RLlib An “open-source library for reinforcement learning that offers both high scalability and a unified API for a variety of applications”.  RLlib is already being used in several enterprises. For example, JPMorgan uses RLlib to power electronic trading models. As we start seeing more applications and use cases for reinforcement learning, we expect RLlib to attract a large share of developers needing to integrate RL into their applications.
RaySGD A new lightweight Python library that simplifies distributed training for PyTorch and TensorFlow. Users can scale to hundreds of GPUs across multiple nodes with a single parameter. This solves an increasingly common bottleneck – the need to train very large deep learning models. In a previous post, we outlined reasons why distributed training will increasingly become the norm.
Ray Serve A new model serving library that supports complex and scalable machine learning pipelines. It can be used to serve predictions for large-scale, interactive machine learning applications.
Classy Vision This end-to-end computer vision library from Facebook Research, uses Ray for cluster management and distributed training.
Thinc A new lightweight deep learning library (from the creators of spaCy), Thinc recommends Ray for distributed training.
Modin A distributed data processing library from UC Berkeley’s RISELab, aimed at Python developers who already use the pandas library for data analysis and data wrangling.
AsyncIO Ray “enables seamless integration” with Python asyncio. Python developers use asyncio to write concurrent code on a single CPU. Ray now allows them to scale their existing asyncio applications to multi-core and multi-node settings.
Distributed multiprocessing Ray allows developers to scale Python multiprocessing from a single node to a cluster. Python multiprocessing is a library that let’s Python programmers take advantage of multi-CPU machines.
Distributed scikit-learn and joblib This library makes it easy for developers to scale applications that use the popular machine learning library, scikit-learn, from a single node to a cluster.

LinkHaving a variety of libraries appeals to Python developers

Unlike other “end-to-end machine learning platforms”, each of these libraries and tools can be used on their own (a simple pip install and off you go). For example, if you are happy with your model training tools but want to replace your model serving framework, you can use Ray Serve without needing to introduce the other Ray libraries. This flexibility explains why Ray’s libraries have attracted many developers who need to build machine learning applications. Developers and machine learning engineers are accustomed to building applications that use many different libraries written by different parties (having a number of “import” statements in a Python program is quite common). 

LinkLibraries are helping grow Ray’s user base

Another important point to emphasize is that each of these libraries helps grow awareness and usage of Ray. In recent conversations with users we found that many of them began using Ray through one of these libraries and tools. Communities are even starting to sprout around each library (there’s an active Slack channel for each). Some of the libraries (Tune, RLlib) now boast a number of production use cases, while the newer libraries (RaySGD, Serve) are attracting many early users.

These libraries also serve as entry points through which many users learn about the broader Ray ecosystem.

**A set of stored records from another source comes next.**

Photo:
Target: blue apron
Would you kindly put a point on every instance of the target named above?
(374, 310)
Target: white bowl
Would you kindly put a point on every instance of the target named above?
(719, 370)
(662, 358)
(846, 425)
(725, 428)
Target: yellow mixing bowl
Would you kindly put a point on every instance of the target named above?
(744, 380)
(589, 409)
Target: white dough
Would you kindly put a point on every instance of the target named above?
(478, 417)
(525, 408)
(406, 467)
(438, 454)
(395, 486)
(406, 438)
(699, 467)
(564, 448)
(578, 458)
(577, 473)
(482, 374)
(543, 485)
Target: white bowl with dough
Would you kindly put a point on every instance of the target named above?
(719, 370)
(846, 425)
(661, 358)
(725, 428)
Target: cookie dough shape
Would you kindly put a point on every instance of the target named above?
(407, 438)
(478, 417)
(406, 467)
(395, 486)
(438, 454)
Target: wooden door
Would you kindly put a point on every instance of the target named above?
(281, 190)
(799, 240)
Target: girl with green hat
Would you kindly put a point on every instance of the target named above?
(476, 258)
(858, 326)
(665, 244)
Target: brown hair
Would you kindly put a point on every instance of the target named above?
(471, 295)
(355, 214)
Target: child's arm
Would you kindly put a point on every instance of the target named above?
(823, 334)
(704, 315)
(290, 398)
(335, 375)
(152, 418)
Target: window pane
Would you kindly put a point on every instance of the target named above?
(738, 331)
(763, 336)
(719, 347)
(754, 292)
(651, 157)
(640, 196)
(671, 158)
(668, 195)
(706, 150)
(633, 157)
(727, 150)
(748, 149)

While Ray users can pick and choose which libraries and tools to use, we have long believed that most of them will end up using more than one of these libraries. Recent conversations with over forty companies have borne this out – as users become comfortable with one of these tools they end up using the other Ray libraries as well.

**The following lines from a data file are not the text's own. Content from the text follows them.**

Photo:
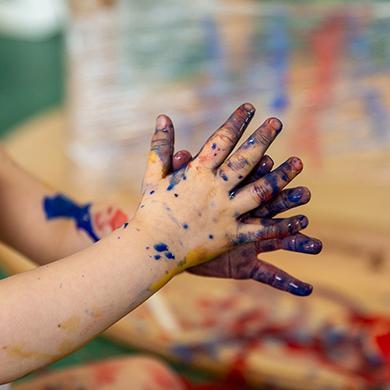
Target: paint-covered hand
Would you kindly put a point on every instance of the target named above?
(201, 210)
(242, 262)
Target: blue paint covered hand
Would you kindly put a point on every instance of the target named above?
(207, 207)
(242, 262)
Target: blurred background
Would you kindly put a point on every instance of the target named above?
(80, 86)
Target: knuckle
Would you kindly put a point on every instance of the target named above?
(237, 162)
(261, 192)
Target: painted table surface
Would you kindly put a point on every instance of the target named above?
(338, 337)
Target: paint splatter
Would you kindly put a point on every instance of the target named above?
(60, 206)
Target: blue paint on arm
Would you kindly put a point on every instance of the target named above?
(161, 247)
(60, 206)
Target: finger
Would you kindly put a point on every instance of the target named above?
(273, 276)
(242, 263)
(223, 141)
(257, 193)
(241, 162)
(261, 169)
(285, 200)
(264, 229)
(181, 159)
(296, 243)
(160, 154)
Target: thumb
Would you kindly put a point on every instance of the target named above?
(160, 154)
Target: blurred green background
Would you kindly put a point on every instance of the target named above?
(31, 78)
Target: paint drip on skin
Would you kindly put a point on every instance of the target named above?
(60, 206)
(176, 178)
(163, 250)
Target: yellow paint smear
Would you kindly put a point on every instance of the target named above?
(194, 257)
(18, 352)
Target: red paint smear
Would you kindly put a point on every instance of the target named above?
(106, 373)
(162, 377)
(327, 43)
(383, 342)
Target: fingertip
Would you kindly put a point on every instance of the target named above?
(316, 246)
(296, 162)
(267, 162)
(249, 107)
(180, 159)
(299, 195)
(303, 221)
(162, 122)
(300, 289)
(275, 123)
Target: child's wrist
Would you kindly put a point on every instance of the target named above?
(158, 254)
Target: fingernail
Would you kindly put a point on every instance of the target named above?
(161, 122)
(296, 163)
(249, 108)
(313, 246)
(295, 195)
(301, 290)
(303, 221)
(267, 162)
(276, 124)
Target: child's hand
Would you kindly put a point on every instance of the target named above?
(242, 262)
(195, 213)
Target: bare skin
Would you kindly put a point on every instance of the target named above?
(185, 218)
(21, 198)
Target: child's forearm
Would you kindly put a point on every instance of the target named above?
(50, 311)
(42, 224)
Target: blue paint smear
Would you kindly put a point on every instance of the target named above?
(60, 206)
(161, 247)
(224, 177)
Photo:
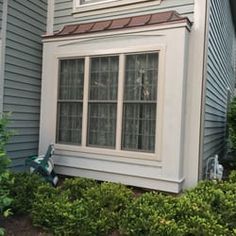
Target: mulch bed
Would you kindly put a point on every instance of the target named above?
(20, 226)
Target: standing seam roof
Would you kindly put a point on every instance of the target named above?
(168, 17)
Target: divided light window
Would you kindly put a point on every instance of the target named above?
(139, 102)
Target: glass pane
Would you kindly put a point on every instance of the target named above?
(102, 125)
(104, 78)
(139, 125)
(69, 122)
(71, 79)
(141, 77)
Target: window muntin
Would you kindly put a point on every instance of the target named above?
(137, 119)
(70, 101)
(103, 101)
(139, 112)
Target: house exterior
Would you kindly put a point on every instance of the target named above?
(134, 92)
(21, 25)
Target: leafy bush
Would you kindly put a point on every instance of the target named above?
(53, 211)
(77, 187)
(95, 211)
(150, 214)
(232, 176)
(23, 190)
(232, 123)
(105, 205)
(220, 197)
(5, 199)
(84, 207)
(194, 216)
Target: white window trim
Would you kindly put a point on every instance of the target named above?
(159, 109)
(103, 4)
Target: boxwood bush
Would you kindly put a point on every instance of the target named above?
(93, 210)
(84, 207)
(23, 190)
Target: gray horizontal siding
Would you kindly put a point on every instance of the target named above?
(220, 77)
(1, 5)
(63, 12)
(26, 22)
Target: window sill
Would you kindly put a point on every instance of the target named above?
(109, 152)
(110, 4)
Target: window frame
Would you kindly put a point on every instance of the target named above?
(118, 151)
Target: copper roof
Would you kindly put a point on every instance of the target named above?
(168, 17)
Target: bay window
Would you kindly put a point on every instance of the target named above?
(137, 118)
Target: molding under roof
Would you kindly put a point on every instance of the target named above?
(161, 18)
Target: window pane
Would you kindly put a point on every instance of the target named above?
(102, 125)
(102, 101)
(104, 78)
(70, 122)
(141, 77)
(70, 108)
(71, 79)
(140, 93)
(139, 122)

LinkThere are also many users of the core API

So far we’ve focused on users of libraries and tools built on top of Ray. But we’d like to stress that there are also many users of “Ray core”. They tend to fall into two main categories: those who need to scale a Python program or application and those who need to create scalable and high-performance libraries. For example, we recently spoke with a researcher from Oak Ridge National Laboratory who needed Ray for several large-scale machine learning and natural language applications. Another example comes from one of the largest financial services companies in China: Ant Financial has written libraries on top of Ray to support their massive scale fraud detection and personalization systems.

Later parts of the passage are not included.